Photothermal Microscopy and
Spectroscopy Webinar

Imaging and tracking single nanoparticles using optical microscopy are powerful techniques with many applications in biology, chemistry, and material sciences. Despite significant advances, imaging single small nanoparticles in a scattering environment as well as localizing objects with nanometric position precision in 3D remains challenging.
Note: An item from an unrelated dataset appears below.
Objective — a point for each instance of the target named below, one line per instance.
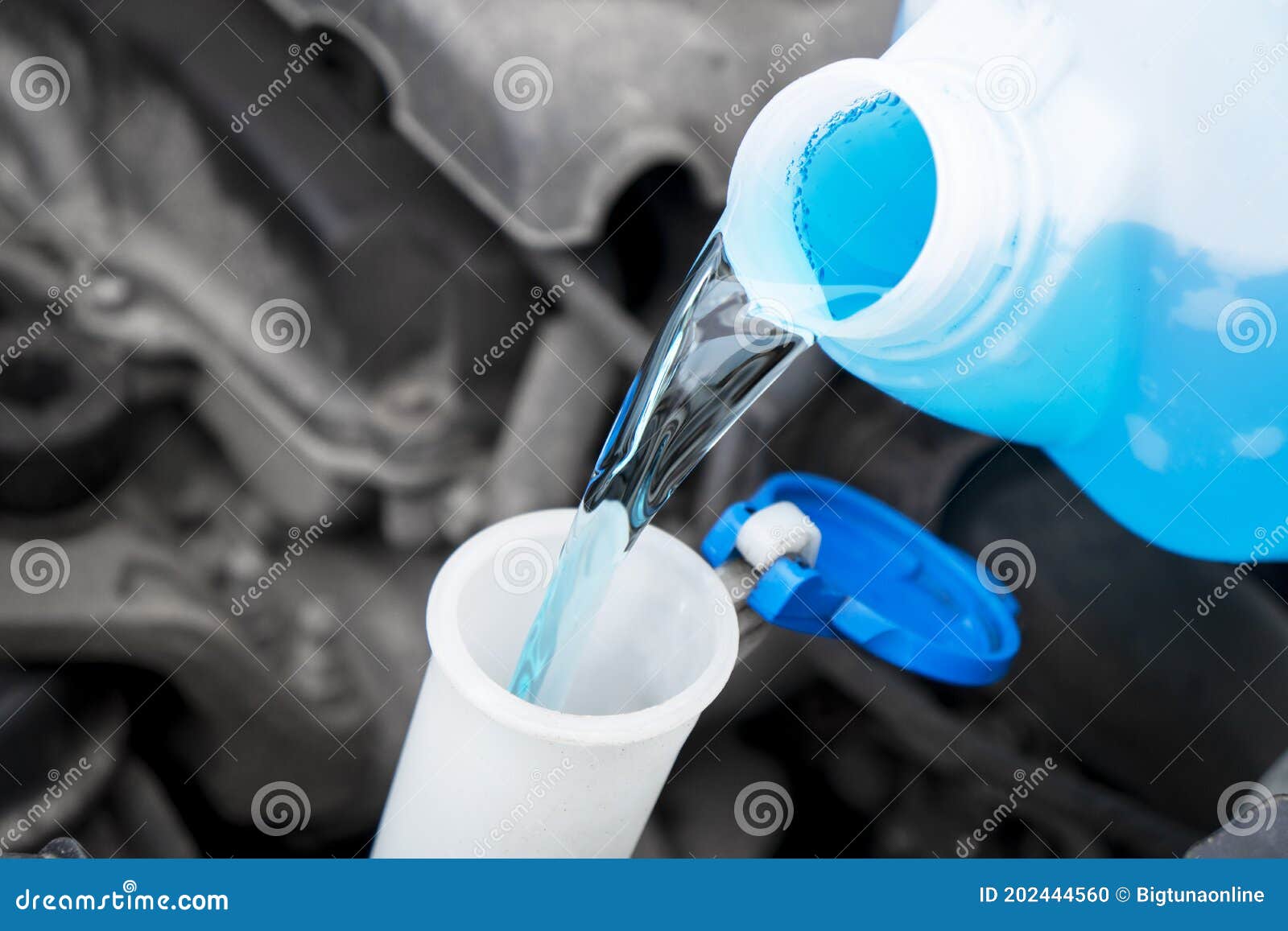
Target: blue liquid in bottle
(721, 349)
(714, 357)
Here, I will present a four-wave mixing (FWM) interferometry technique recently developed by us, whereby single gold nanoparticles in the 5–20 nm radius range are imaged background-free inside highly heterogeneous biological environments, including multicellular organs [1], owing to their specific nonlinear plasmonic response. The set-up enables correlative four-wave mixing/confocal fluorescence imaging, opening the prospect to study the fate of nanoparticle-biomolecule-fluorophore conjugates and their integrity inside cells [2]. Beyond imaging, the technique allows us to track single particles with nanometric position localization precision in 3D from rapid single-point measurements at 1 ms acquisition time, by exploiting the optical vortex field pattern in the focal plane of a high numerical aperture objective lens [3]. Through polarisation-resolved detection, the technique is sensitive to the nanoparticle shape and its orientation, measuring asymmetries down to 0.5% ellipticity, corresponding to a single atomic layer of gold. Notably, owing to the high electron density of gold nanoparticles, the technique lends itself to correlative light-electron microscopy (CLEM) with a single probe, as demonstrated by us recently [4].
In short, FWM microscopy has clear potential for wide impact and our latest results on imaging, tracking and CLEM will be presented.

1 I. Pope et al., Appl. Phys. Lett. 122, 153701 (2023).
2 N. Giannakopoulou et al, Nanoscale 12, 4622 (2020).
3 G. Zoriniants et al., Phys. Rev. X 7, 041022 (2017).
4 I. Pope et al., Light Sci. Appl. 12, 80 (2023).